Occupied territories and international law

26 October 2020

The world has been alarmed by the recent flare-up of the conflict in Nagorno-Karabakh. It stems from the 1988-94 Armenian-Azerbaijan war, when ethnic Armenian separatists gained control of the area.

These and adjoining appropriated lands are recognised under international law as being within Azerbaijan’s borders. Not a single UN member state legally recognises these lands as anything other than an integral part of Azerbaijan. The Council of Europe, the EU, and the Organization for Security and Co-operation in Europe all adopt the same position. Even Armenia itself has stopped short of recognition, well aware that to do so would contradict established international law.

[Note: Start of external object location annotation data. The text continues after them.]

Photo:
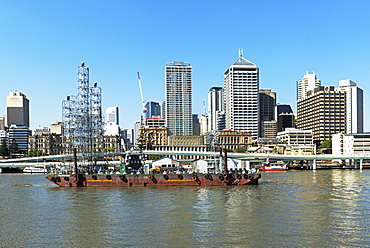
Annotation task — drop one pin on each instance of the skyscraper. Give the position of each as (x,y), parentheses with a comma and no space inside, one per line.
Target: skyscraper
(153,110)
(284,117)
(215,106)
(18,120)
(355,106)
(17,106)
(323,111)
(308,83)
(112,119)
(266,109)
(112,115)
(241,85)
(178,98)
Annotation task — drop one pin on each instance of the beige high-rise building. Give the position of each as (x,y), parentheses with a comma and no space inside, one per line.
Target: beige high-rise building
(323,111)
(308,83)
(17,108)
(241,85)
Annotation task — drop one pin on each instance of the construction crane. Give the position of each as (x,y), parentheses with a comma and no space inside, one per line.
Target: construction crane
(142,97)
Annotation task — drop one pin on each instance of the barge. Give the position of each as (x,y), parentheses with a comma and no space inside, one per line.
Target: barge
(135,178)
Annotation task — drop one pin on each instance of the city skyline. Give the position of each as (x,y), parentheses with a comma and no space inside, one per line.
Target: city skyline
(45,41)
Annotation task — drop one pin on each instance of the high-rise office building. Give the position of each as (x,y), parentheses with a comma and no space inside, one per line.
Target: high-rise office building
(267,103)
(17,106)
(354,106)
(112,115)
(323,111)
(178,98)
(215,106)
(153,110)
(284,117)
(308,83)
(241,85)
(112,119)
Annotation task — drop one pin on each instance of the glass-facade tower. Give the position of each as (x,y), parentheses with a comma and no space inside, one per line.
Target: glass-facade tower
(178,98)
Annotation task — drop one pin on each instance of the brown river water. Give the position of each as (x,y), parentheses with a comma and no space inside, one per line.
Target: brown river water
(324,208)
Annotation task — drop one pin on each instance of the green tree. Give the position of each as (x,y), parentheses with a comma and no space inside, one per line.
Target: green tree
(4,151)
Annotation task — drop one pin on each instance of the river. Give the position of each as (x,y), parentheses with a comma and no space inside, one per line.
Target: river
(294,209)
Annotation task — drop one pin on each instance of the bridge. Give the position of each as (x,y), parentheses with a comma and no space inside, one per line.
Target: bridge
(257,157)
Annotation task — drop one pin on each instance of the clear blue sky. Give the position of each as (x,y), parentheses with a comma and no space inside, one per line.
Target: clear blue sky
(42,43)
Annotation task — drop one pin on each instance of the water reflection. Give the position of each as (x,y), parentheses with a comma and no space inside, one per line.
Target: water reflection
(295,209)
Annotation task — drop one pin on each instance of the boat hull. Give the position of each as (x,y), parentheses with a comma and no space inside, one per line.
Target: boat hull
(115,180)
(34,170)
(268,169)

The separatists claim it is a case of a people seeking to rule themselves, to protect their culture and rights. This may make for fine-sounding ‘moral’ argument – but it is unfounded when held against both international law and historical and modern-day fact.

It is true that the occupied territories are today largely ethnically Armenian. But this came about by force – almost one million Azerbaijanis were ejected from their homes and now live as internally displaced persons across Azerbaijan. And then, after the separatists had taken control, further Armenians were resettled there from Armenia itself. A decisive ethnic majority, especially one secured through war, is not a justification for statehood.

Neither is there any requirement under international law for the occupied territories to be recognised as an independent state, in order to protect ethnicity, heritage and religion. Such protections exist under the national laws of Azerbaijan and its international human rights obligations including the European Convention on Human Rights. There is no legal basis for creating a second Armenian state within Azerbaijan.

The lasting solution would be for those Azerbaijanis who were displaced between 1988 and 1994 during the Armenian-Azerbaijan war to be allowed to return to their homes, as is their lawful right, and, together with ethnic Armenians, to find a way to live there together as part of the territory of Azerbaijan.

Essential for doing this will be to strip away the distortions that surround the ‘territorial integrity versus self-determination’ debate, and to understand both the applicable international law and the factual realities. This may be hard to achieve but it is vital for upholding international law and for an enduring peace.